When To Use Tack Welding
There is rarely a reason to skip tack welding. If correctly done, tacks improve joint fit up and weld quality. But, you should always use tack welds with:
- Thin stock
- Large parts
- Complex geometries
- Stresses caused when the parts need to be moved as the final welding takes place
- Welds where you cannot use clamps or other fixtures
Types of Tack Welds
There are three types of tack welds:
- Standard tack weld
- Bridge tack weld
- Hot tack weld
1. Standard Tack Weld
Standard tack welds are placed within the joint and are intended to be consumed during the final weld. These welds hold the pieces together in the proper fit while the final welding takes place.
2. Bridge Tack Weld
If the joint design requires a root opening, like pipes often do, it’s necessary to bridge the gap with tacks.
However, this form of tacking requires more skill. It’s easy to apply excess heat, which widens the gap on the opposite side of the joint.
But, one significant point here is that bridge tacks don’t penetrate the root of the joint. You can grind them off after you make the first root pass.
3. Hot Tack Weld
If weld quality is not paramount and trapping internal forces won’t cause your welding inspector to go berserk, using excessive heat and filler metal deposition can sometimes work in your favor.
If you need to bridge a significant gap, you can force it to close on itself by applying excessively heated tacks and hammering it in place.
The overly high heat will cause powerful contraction. So, as the metal cools, hammer the gap closed. The weld’s cooling action will aid you in bringing the parts together. Just remember that this is not ideal and probably wouldn’t pass quality checks.
These hot tacks are referred to as “cleats” or “dogs,” and many welding codes prohibit their use.
Advantages of Tack Welding
- These temporary welds hold parts together in a solid joint geometry
- Allows quick disassembling if necessary
- You can weld without using bulky fixtures
- It’s possible to hold the joint together in tight spaces
- Sets and maintains the joint gap
- Provides mechanical strength against base metal weight if moved
- It helps to prevent distortion during welding
- It’s relatively easy to do once you know all the pitfalls of tacking
- All materials can be welded, can also be tack welded
Disadvantages of Tack Welding
- Improper tack weld configuration can impair joint quality.
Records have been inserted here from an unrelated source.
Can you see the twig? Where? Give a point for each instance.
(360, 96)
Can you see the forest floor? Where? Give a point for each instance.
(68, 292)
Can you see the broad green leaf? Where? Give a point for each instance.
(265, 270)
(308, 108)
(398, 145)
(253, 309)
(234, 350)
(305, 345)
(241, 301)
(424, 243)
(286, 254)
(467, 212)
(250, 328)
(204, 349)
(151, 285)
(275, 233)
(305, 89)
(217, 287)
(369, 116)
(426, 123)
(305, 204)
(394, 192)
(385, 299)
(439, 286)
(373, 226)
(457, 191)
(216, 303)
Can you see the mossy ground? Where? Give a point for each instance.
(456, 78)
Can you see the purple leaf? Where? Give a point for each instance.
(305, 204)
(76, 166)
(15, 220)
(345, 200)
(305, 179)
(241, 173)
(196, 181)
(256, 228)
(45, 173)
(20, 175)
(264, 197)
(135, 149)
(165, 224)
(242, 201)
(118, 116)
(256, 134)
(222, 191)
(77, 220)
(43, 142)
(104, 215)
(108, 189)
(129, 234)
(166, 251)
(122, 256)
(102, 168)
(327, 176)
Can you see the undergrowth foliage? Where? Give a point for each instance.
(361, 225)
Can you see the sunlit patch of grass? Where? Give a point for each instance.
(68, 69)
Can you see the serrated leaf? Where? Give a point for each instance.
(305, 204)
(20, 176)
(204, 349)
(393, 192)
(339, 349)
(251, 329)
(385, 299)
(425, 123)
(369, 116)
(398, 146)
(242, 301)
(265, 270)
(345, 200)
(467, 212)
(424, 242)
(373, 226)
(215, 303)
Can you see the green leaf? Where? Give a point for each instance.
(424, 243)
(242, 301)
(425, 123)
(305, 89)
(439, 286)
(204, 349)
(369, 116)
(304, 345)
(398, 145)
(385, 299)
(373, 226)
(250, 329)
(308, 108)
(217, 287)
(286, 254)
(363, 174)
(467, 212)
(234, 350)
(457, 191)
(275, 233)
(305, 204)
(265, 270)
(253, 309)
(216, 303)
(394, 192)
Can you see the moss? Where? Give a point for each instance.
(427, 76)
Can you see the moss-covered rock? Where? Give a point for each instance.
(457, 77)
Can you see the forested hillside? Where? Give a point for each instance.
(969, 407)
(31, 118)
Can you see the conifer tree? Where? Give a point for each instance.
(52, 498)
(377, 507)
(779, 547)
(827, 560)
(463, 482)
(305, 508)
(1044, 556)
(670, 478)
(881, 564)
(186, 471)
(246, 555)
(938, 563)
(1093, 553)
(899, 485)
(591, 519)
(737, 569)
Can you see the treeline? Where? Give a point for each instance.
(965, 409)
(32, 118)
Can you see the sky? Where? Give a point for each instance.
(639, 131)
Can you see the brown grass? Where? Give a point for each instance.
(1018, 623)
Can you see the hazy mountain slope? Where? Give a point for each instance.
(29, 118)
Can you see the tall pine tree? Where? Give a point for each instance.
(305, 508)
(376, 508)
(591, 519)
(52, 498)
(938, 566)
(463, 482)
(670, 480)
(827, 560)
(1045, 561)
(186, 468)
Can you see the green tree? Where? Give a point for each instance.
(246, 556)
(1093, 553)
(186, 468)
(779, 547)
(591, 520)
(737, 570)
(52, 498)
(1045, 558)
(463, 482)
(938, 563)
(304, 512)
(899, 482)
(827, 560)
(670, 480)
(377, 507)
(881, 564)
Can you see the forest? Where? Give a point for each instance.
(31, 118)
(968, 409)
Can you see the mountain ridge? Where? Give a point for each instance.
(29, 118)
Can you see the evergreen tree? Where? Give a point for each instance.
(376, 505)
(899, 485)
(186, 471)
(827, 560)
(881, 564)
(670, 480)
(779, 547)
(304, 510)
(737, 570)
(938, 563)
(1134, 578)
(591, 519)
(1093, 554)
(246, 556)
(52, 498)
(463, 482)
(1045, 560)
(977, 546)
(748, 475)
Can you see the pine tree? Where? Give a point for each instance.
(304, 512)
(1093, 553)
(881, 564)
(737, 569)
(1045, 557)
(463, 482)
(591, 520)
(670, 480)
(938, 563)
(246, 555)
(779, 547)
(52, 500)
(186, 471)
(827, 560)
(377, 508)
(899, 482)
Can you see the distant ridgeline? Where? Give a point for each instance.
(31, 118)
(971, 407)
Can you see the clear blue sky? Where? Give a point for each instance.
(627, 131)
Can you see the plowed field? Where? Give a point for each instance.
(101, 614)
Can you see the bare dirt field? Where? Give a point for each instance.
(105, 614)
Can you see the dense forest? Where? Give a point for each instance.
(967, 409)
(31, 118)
- It makes slag entrapment in the final weld easier.
- Exacerbates buildup of weld oxides.
- Requires post-tack weld cleaning.
- Hard and brittle steel requires special tack welding procedures because it can cause hard and crack-sensitive spots. Only qualified welders should work on these steels.
- Removing tack welds that cause a hard spot on specialty steels causes invisible cracks in the underlying metal. So, unskilled operators may accidentally create a big problem down the line.
- Tack welds introduce rapid, localized heating and cooling, which some materials don’t handle well.
Tack welding is easy to do when you know the proper techniques. Making a single tack weld is easy. But where most people go wrong is in the order of placing the tacks.
Ensure that the tack welds and heat input are evenly spaced and spread out, and you’ll prevent most tack welding issues.
Also, find a good balance between the number of tack welds and their size. This may take some trial and error.
So, practice on scrap metal if making tack welds for the first time. You’ll be able to determine the suitable tack weld configuration every time with experience.